Essa é a provocação central do mais recente episódio do podcast Intangify, que contou com a participação de Flavia Murad-Schaal, sócia fundadora do Mansur Murad e especialista em Propriedade Intelectual e Direito do Entretenimento.
No episódio, Flavia conversa com o host Matthew Asbell sobre a controvérsia envolvendo “A Sina de Ofélia” — uma versão brasileira, integralmente gerada por IA, inspirada na música “The Fate of Ophelia”, de Taylor Swift. A faixa viralizou ao reproduzir, sem autorização, vozes que remetem a dois artistas brasileiros de grande projeção, gerando intenso debate jurídico e repercussão nacional.
Ao longo da conversa, são discutidos pontos fundamentais para compreender os impactos da IA no mercado criativo:
Como uma música totalmente gerada por inteligência artificial se tornou um fenômeno viral no Brasil
Quais direitos podem ser invocados por artistas, compositores e intérpretes envolvidos
As diferenças entre direitos autorais, marcas, direito de imagem e direitos da personalidade no ordenamento brasileiro
A responsabilidade (e os desafios jurídicos) de plataformas como YouTube e de ferramentas de IA
A possível evolução do Direito Marcário para proteger não apenas nomes e signos distintivos, mas também elementos como a identidade vocal
O episódio evidencia como o avanço acelerado da tecnologia tem tensionado estruturas jurídicas tradicionais.

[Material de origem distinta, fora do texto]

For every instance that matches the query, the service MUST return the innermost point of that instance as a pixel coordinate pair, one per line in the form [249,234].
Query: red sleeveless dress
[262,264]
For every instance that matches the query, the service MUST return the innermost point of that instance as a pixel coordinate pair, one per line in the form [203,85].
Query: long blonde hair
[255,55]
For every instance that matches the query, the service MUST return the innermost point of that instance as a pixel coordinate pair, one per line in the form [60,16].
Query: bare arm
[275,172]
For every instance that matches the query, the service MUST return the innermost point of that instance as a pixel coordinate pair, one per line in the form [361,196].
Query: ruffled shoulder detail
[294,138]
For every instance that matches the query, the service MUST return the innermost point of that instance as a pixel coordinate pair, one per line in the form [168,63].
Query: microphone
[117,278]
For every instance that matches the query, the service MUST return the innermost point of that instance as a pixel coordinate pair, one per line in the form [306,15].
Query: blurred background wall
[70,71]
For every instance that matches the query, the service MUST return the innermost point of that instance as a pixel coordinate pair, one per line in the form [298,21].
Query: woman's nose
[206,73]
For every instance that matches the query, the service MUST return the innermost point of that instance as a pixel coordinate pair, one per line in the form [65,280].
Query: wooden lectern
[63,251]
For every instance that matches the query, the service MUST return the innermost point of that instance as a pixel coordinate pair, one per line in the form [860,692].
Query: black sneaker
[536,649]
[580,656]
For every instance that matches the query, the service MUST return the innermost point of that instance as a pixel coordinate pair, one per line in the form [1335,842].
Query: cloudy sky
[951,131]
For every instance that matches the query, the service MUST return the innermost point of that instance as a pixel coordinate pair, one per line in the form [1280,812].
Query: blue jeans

Quando a criação artística é mediada por algoritmos capazes de reproduzir estilos, vozes e identidades, surgem questões que ainda não encontram respostas claras na legislação vigente.
Como destacado na conversa, nem sempre a judicialização é suficiente para solucionar conflitos dessa natureza — especialmente quando o problema envolve múltiplas camadas de proteção jurídica e fronteiras tecnológicas ainda em definição.
🎵 Mensagem central: mesmo um sucesso viral tem um “ritmo jurídico” — e, quando a inteligência artificial assume o protagonismo, os holofotes se voltam para direitos que o Direito ainda está aprendendo a delimitar.